Non se n’è andato sbattendo la porta, come i suoi amici e compagni che hanno dato vita al Mdp, e ha preferito allontanarsi e riflettere (altra brutta parola di questi tempi) anche sui propri errori. Questa però non è la recensione di un libro ma un pensierino sull’anestesia della ragione e dei sentimenti (o dei risentimenti). Come in tutte le cose della vita, anche per chi fa politica sentirsi parte di una comunità è fondamentale come l’aria.

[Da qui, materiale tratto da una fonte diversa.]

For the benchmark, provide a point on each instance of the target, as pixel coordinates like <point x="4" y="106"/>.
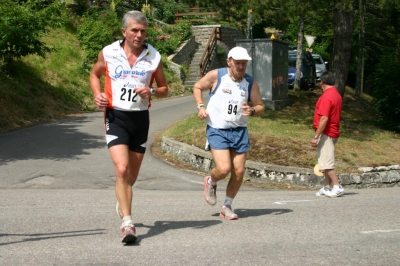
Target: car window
<point x="318" y="60"/>
<point x="292" y="61"/>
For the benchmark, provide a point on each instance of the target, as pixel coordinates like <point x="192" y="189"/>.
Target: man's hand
<point x="246" y="109"/>
<point x="202" y="113"/>
<point x="101" y="100"/>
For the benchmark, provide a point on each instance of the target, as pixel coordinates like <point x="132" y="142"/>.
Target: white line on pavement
<point x="284" y="202"/>
<point x="380" y="231"/>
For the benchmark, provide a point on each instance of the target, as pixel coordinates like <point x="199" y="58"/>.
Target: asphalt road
<point x="57" y="208"/>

Quando però i rapporti personali si sfasciano, e i tuoi compagni di banco cominciano a deriderti giudicandoti un debole magari perché non alzi la voce e ti sforzi di comprendere (orrore) le ragioni dell’altro, la delusione produce distacco ed autocommiserazione. Capita allora che “ci si diriga altrove per legittima difesa senza accompagnare l’atto di un corredo vitale”, e subentri “l’incapacità di progettare un’alternativa e un pensiero scavato” nella vita reale. Senza nominarli si allude ai Bersani, agli Speranza, e forse a quel Massimo D’Alema che dell’autore è stato maestro. Chi ci ha creduto si può anche difendere con un bel sonnifero sperando al risveglio di non vedere più certe facce. Esiste però un’altra strada: dirsi fino in fondo e senza infingimenti la verità sui propri errori, sulle troppe pigrizie e manchevolezze. Riconoscere a se stessi che le colpe di Renzi non possono nascondere lo “scarto” tra ciò che la sinistra avrebbe potuto essere, non è stata e probabilmente nel presente non può essere. L’alibi che scarica le colpe altrove non regge mentre emerge la “fiacchezza di imputare a un corpo estraneo a noi” l’inadeguatezza della sinistra e la sua forse irrimediabile residualità. Renzi si comporta da Renzi e peggio per lui ma se sulla vicenda Bankitalia dall’arcipelago frantumato della sinistra si è udito solo qualche timido pigolio la colpa esclusiva è della maleducazione del Capo? L’altra sera, a Verona, davanti ai cancelli della Melegatti, storica azienda del pandoro sull’orlo della chiusura, c’erano soltanto le telecamere di “Propaganda Live”, ea parlare con i dipendenti impauriti e smarriti il microfono di Diego “Zoro” Bianchi. Non una bandiera, non un esponente della sinistra. Dove erano finiti? A una rievocazione storica della Mille Miglia?